С течением лет страсти Изабеллы по противоположному полу претерпели значительные метаморфозы вплоть до перехода в супротивное состояние: «Так не доставайтесь же вы никому!». Ясно стало, что отныне своего Аристотеля она никогда не оседлает. С тех пор теперь уже воинствующе асексуальная боевая бабка в никогда прекращающемся гневе бывала не столько страшна и мстительна, сколько пугающе непредсказуема. Никто и никогда в точности не знал, чего можно ожидать от неё в любой момент времени. Отмочить старушенция могла какой угодно фокус и всё ей сходило с рук, хотя давно уже не считалась секретарём губернатора. Зато оставалась «агентом влияния», да ещё каким и какого!.. Особенно полюбила Изабелла ломать приятное времяпрепровождение простым и честным людям. Особенно служивым, которых невзлюбила почему-то больше всех и всей душой. Они и прилепили бывшей рыбе-прилипале более меткое, второе прозвище: «Кайфоломщица». Оно граничило не то что с некоей должностью, а скорее с общественным призванием: хоть кому-нибудь, но кайф обязательно сломать, по меньшей мере, чтобы никому жизнь мёдом не казалась, а массы наконец успокоились.
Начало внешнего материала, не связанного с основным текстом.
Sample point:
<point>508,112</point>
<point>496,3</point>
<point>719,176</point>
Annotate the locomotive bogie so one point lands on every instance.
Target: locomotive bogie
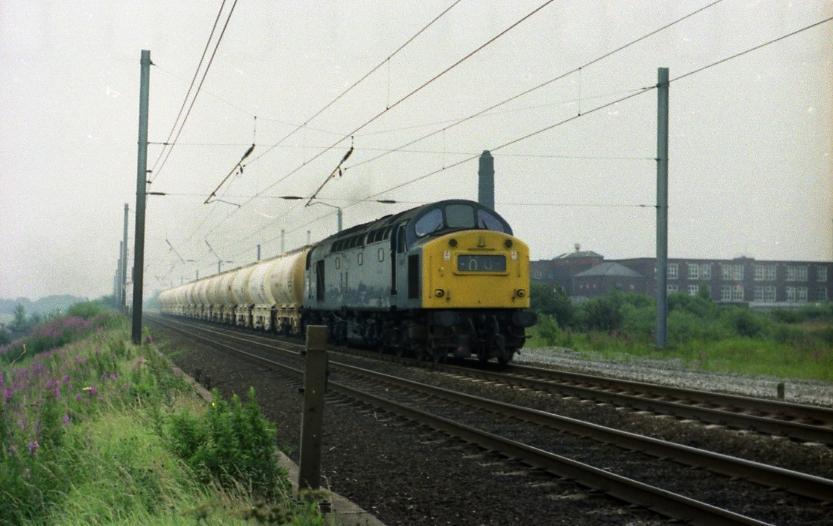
<point>442,279</point>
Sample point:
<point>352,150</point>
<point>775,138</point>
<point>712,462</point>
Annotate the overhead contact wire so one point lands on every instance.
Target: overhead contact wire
<point>197,92</point>
<point>190,87</point>
<point>404,98</point>
<point>597,108</point>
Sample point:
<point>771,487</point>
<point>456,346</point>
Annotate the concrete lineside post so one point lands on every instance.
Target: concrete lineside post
<point>662,207</point>
<point>123,295</point>
<point>312,419</point>
<point>118,289</point>
<point>486,180</point>
<point>141,189</point>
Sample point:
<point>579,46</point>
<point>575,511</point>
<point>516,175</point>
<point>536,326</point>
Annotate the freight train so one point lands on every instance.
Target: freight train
<point>442,279</point>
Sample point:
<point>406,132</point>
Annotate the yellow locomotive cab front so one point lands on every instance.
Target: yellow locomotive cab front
<point>475,269</point>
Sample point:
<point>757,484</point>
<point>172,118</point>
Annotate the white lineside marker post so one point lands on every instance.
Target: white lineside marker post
<point>315,372</point>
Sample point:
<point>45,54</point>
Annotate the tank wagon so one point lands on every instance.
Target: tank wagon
<point>447,278</point>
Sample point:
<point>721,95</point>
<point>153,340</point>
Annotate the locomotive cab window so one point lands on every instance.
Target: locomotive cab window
<point>488,221</point>
<point>459,216</point>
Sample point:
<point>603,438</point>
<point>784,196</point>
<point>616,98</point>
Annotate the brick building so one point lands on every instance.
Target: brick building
<point>739,280</point>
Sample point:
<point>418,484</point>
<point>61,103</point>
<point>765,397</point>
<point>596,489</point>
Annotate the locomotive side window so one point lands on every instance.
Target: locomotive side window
<point>488,221</point>
<point>400,237</point>
<point>429,222</point>
<point>319,280</point>
<point>459,216</point>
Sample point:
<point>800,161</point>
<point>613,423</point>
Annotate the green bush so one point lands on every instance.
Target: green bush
<point>232,443</point>
<point>696,305</point>
<point>746,323</point>
<point>553,301</point>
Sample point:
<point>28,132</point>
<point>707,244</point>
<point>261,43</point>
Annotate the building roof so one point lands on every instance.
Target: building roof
<point>579,254</point>
<point>610,269</point>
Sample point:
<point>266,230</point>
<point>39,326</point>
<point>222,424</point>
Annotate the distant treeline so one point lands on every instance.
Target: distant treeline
<point>45,305</point>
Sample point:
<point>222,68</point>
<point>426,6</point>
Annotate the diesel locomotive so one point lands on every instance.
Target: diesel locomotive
<point>446,278</point>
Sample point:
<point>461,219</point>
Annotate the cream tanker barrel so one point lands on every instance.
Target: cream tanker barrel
<point>286,278</point>
<point>259,289</point>
<point>225,296</point>
<point>240,286</point>
<point>212,292</point>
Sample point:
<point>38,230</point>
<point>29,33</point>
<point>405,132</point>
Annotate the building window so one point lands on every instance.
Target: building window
<point>764,294</point>
<point>764,272</point>
<point>797,294</point>
<point>731,272</point>
<point>693,271</point>
<point>731,293</point>
<point>796,272</point>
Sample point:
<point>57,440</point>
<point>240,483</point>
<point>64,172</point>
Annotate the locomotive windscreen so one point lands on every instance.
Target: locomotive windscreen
<point>481,263</point>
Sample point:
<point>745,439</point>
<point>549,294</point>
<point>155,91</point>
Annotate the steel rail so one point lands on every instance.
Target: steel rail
<point>737,420</point>
<point>629,490</point>
<point>771,476</point>
<point>800,411</point>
В почти подступивший час Великого Перелома, внезапно, в полный рост обозначилась вот эта самая неукротимая кайфоломщица Изабелла, лучший в мире триггер в старушечьей оболочке, неутомимый секспольский радар со свечкой наперевес и со всегдашней партийной претензией обломать любое удовольствие у кого угодно, невзирая на чины. Не исключено, что именно она, а не таинственно медливший аватар Кремля, послужила подлинным аттрактором или триггером всего, что произошло потом. Тем самым затравочным, провокационным клоном, той самой блуждающей и озверевшей маткой, от которой любой финальный очистительный мордобой и должен был начаться. Именно на неё подрощенные зомбяры в конце концов всё-таки не удержались и кинулись, ляская и щёлкая чем ни попадя.
Погиб славный щелкунчик по имени Изабелла на конкретном боевом посту конкретного общественного служения – обнаружения пока только начинающейся секспольской, а может и какой-нибудь другой чрезвычайно опасной пандемии. Щелкунчик легко и походя защёлкнул самого себя. Всё остальное щёлканье сходу ко всем приложилось, эффектом падающего по костям домино. Отчего больше ничего и не понадобилось. Так что пандемия или эпидемия чего-то такого ужасно опасного всё равно как бы началась. Как ей и положено было.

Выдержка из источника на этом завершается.